Le problème de la résurrection, ce n’est pas de savoir comment l’on va récupérer les restes de nos ongles de pied. Ca c’est une vision tout à fait matérialiste, moderne et qui, reconnaissons-le, est stupide et n’a aucun intérêt. Le problème est de dire « Comment Dieu peut donner à une âme de se reconstituer, de se recomposer une corporéité qui va être d’un autre ordre, d’une autre manière d’être, mais qui dira encore mieux qu’elle ne le fait aujourd’hui, ce que nous sommes vraiment au plus intime et au plus invisible de nous-mêmes ? »

 

Je voudrais terminer par une petite comparaison que j’ai lue un jour chez un théologien dominicain qui m’a fait beaucoup réfléchir. Il disait « Pouvez-vous imaginer Mozart ou Chopin sans piano ? C’est un peu difficile. En réalité il y a un lien incroyable entre Mozart et Chopin et leur piano. Quand ils sont devant leur piano, on a l’impression que tout à coup, le piano qui est purement matériel, devient le piano de Mozart. Et c’est pour ça que le même piano hélas, quand on y met un gamin qui tape sur les touches avec ses pieds et ses mains, évidemment, ne fait pas le même effet. C’est précisément ça la résurrection. C’est le jour où, comme le disait ce théologien dominicain, nous jouerons du corps glorieux comme Mozart jouait du piano ». Je pense que ça, c’est la vérité des choses. Nous n’arrivons pas à estimer exactement ce qu’est la puissance spirituelle de l’âme, nous sommes toujours complètement obsédés par le côté biomédical et physiologique des cellules, mais en réalité, c’est la puissance de l’âme qui façonne. C’est pour ça que c’est souvent très difficile à gérer dans notre propre vie quand notre corps résiste, à cause justement de la difficulté des conditions actuelles, parce qu’alors, notre âme n’arrive plus à se traduire, à s’exprimer. Ca ne veut pas dire pour autant qu’elle n’est pas encore en train d’essayer de traduire, mais on ne peut plus. C’est sans doute le drame que nous connaissons avec nos proches lorsqu’ils vieillissent et dont on dit qu’ils perdent la tête. En réalité, je ne suis pas sûr qu’ils perdent la tête. Je crois qu’ils perdent beaucoup de cellules nerveuses, mais pas nécessairement la tête. Leur être intime, leur capacité de relation reste quand même. Cela explique qu’à certains moments, il y a des sortes d’éclats de compréhension, de proximité affective extraordinaire. L’âme comme capacité d’entrer en relation et de se communiquer reste entière. Et c’est simplement le système du corps qui devient tellement résistant qu’on n’arrive plus à le façonner.

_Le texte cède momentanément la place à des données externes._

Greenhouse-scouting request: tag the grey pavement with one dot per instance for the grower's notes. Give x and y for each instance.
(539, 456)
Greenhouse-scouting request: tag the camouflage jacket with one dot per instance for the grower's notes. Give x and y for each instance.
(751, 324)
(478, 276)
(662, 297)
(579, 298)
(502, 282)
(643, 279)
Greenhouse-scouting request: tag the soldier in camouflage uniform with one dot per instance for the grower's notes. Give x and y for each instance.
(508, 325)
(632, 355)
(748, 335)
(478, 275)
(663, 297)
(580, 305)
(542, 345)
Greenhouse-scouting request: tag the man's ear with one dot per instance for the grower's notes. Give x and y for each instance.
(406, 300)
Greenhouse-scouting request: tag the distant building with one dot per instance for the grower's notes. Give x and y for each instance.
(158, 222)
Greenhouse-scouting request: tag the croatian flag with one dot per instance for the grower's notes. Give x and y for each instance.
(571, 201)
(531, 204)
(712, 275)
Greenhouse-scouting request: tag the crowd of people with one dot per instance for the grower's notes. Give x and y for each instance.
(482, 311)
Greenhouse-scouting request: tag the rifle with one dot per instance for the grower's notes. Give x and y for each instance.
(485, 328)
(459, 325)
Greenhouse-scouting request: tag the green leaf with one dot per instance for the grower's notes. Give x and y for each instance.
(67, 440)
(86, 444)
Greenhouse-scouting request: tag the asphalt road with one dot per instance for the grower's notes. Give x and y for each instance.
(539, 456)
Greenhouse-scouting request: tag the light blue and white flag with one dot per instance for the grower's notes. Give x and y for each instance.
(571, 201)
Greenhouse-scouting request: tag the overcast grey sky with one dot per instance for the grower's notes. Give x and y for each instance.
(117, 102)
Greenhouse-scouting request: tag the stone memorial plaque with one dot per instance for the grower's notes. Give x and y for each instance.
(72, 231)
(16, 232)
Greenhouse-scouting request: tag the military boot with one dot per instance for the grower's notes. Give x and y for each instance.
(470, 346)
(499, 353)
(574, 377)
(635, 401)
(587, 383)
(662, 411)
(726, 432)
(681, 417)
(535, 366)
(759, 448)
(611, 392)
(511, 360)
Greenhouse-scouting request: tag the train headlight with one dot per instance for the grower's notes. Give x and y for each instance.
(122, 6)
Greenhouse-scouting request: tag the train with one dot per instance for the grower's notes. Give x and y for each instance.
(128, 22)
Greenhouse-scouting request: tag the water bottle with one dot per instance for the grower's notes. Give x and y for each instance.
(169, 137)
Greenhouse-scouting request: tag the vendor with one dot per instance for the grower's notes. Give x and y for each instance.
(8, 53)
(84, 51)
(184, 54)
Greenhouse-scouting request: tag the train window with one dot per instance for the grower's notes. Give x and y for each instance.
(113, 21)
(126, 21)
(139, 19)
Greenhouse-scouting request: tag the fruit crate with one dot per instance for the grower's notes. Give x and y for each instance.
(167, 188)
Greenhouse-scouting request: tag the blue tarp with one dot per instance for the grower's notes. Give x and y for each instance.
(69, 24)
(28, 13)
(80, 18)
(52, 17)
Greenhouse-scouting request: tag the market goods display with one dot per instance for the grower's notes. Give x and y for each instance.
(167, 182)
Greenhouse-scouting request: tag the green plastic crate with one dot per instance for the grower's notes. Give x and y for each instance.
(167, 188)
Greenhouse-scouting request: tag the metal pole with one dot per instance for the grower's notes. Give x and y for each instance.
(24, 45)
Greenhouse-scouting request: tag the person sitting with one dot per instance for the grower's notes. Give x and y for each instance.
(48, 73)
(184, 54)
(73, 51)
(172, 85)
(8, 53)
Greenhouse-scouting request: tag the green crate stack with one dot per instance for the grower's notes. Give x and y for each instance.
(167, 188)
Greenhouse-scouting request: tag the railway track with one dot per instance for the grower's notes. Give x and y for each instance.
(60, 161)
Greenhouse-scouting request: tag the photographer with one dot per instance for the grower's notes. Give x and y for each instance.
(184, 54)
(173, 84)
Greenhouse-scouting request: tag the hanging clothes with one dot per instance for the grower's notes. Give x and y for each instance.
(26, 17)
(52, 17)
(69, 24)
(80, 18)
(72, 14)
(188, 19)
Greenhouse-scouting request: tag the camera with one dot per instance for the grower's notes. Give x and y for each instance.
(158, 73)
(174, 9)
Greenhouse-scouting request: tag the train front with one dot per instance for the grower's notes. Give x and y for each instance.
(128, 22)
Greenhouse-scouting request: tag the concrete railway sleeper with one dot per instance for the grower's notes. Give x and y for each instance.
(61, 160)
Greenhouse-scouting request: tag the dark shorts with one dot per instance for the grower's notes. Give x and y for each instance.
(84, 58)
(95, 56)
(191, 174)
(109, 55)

Alors frères et sœurs, que tout cela nous aide un peu à réfléchir et à prendre du recul, non pas que nous ayons à nier les résultats de la science moderne et de la biologie médicale (on fait ce qu’on peut !) mais ce que je trouve remarquable dans le monde antique, c’est qu’ils ont eu un recul par rapport au problème de l’âme et du corps qui est infiniment plus profond et infiniment plus fécond que la manière très caricaturale dont nous envisageons aujourd’hui le problème du rapport de l’âme et du corps.